To use data from a wide variety of sources, we need to bring it into a common format.

Our format is inspired by Frictionless DataPackage format, which features the following:

  • Tables as the fundamental unit of data
  • One CSV file per table
  • An accompanying YAML file for metadata

We have adapted this format to our needs as follows.

Levels of data

The following diagram presents an hypothetical dataset with two tables (Table A and Table B). Both tables have a primary keys and some indicators.

graph TB

catalog --> dataset
dataset --> ta[table A]
ta --> pka[primary key]
ta --> va1[variable A1]
ta --> va2[variable A2]
dataset --> tb[table B]
tb --> pkb[primary key]
tb --> vb1[variable B1]
tb --> vb2[variable B2]
tb --> vb3[variable B3]

Catalog (owid.catalog.CatalogMixin)

A catalog is a collection of datasets, represented on disk as a folder of folders.

Datasets (owid.catalog.Dataset)

A dataset is a group tables, represented on disk as a folder.
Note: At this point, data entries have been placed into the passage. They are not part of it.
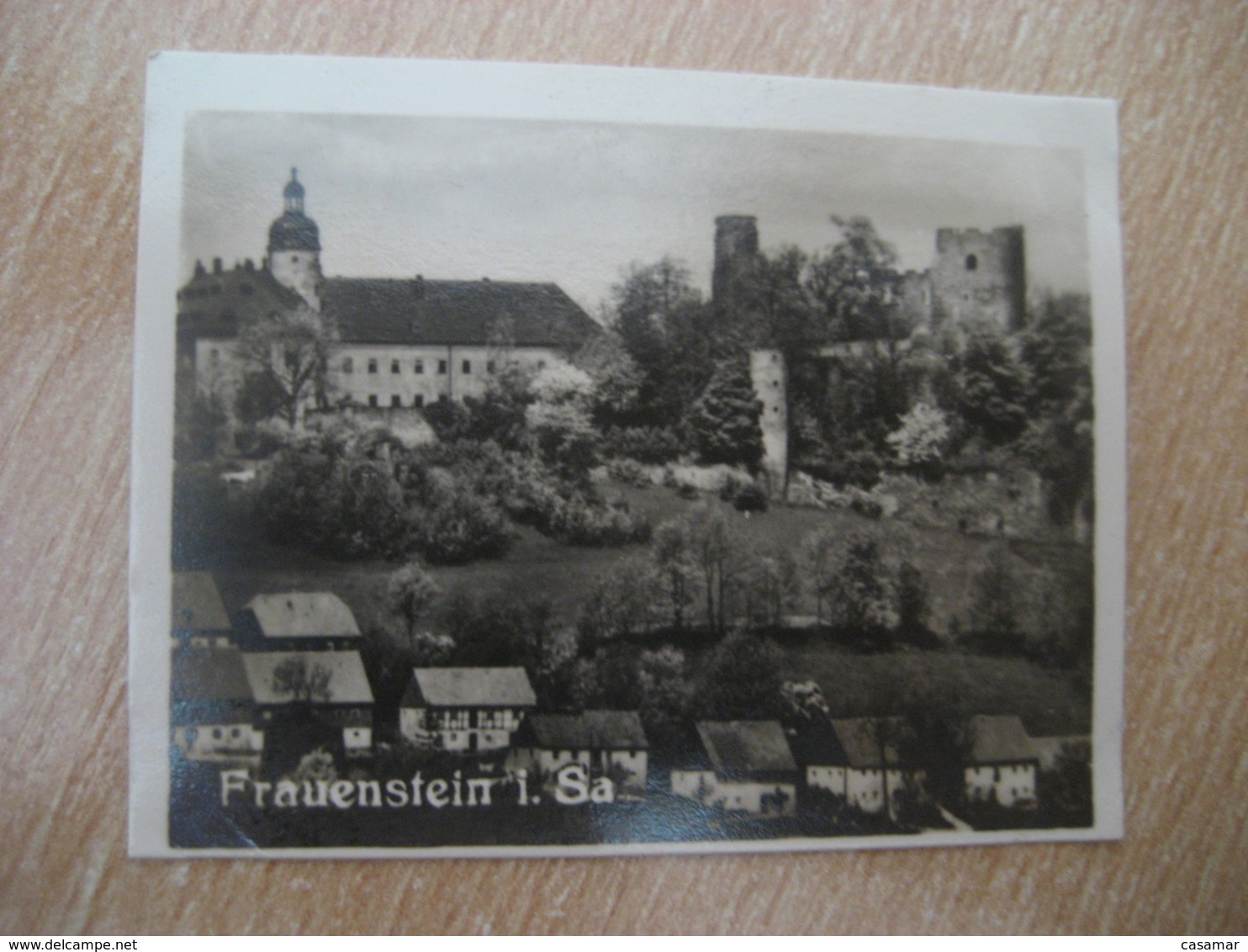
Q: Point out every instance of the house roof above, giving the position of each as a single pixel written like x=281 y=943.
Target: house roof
x=347 y=681
x=595 y=730
x=469 y=686
x=998 y=739
x=304 y=614
x=209 y=674
x=219 y=304
x=747 y=746
x=870 y=743
x=418 y=312
x=196 y=604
Inside the folder, an index.json file containing metadata about the dataset as a whole.

The dataset folder is named after the dataset's short name, which is a unique identifier for the dataset. The short name is used in URLs, and to identify the dataset in the catalog.

The folder contains one or more Feather files, each of which represents a table.

Tables (owid.catalog.Table)

A table is a data file in Feather format (<short_name>.feather) or Parquet format (<short_name>.parquet) with an accompanying JSON metadata file (<short_name>.meta.json).

Feather/Parquet were chosen since they are fast, compact, and preserves types, avoiding the need to describe the types in the table's metadata file.

In Python, the Table class is a Pandas DataFrame extended to support metadata.

The metadata file indicates the primary key of the table, for example:

{ primary_key: ["country", "year"] }

All indicators in the table share the same primary key. Any column of the table that is not in the primary key is considered to be a indicator.

Variables (owid.catalog.Variable)

Each variable represents a single indicator, and is equivalent to a Pandas Series, including its index.

For example, a table with the columns (country, year, population) and primary key (country, year) would have one indicator: population.

Ergonomics

To make these data types easier to work with, datasets, tables and indicators must all have a short_name property that uniquely identifies them.

A short name is a lowercase string containing only alphanumeric characters and underscores. It must start with a letter.

Working with this format

The owid-catalog package provides a Python API for working with this format.

It can be installed with:

pip install owid-catalog

and imported into Python with:

from owid import catalog

Note

If you have set your working environment, you will have the owid-catalog from lib/catalog.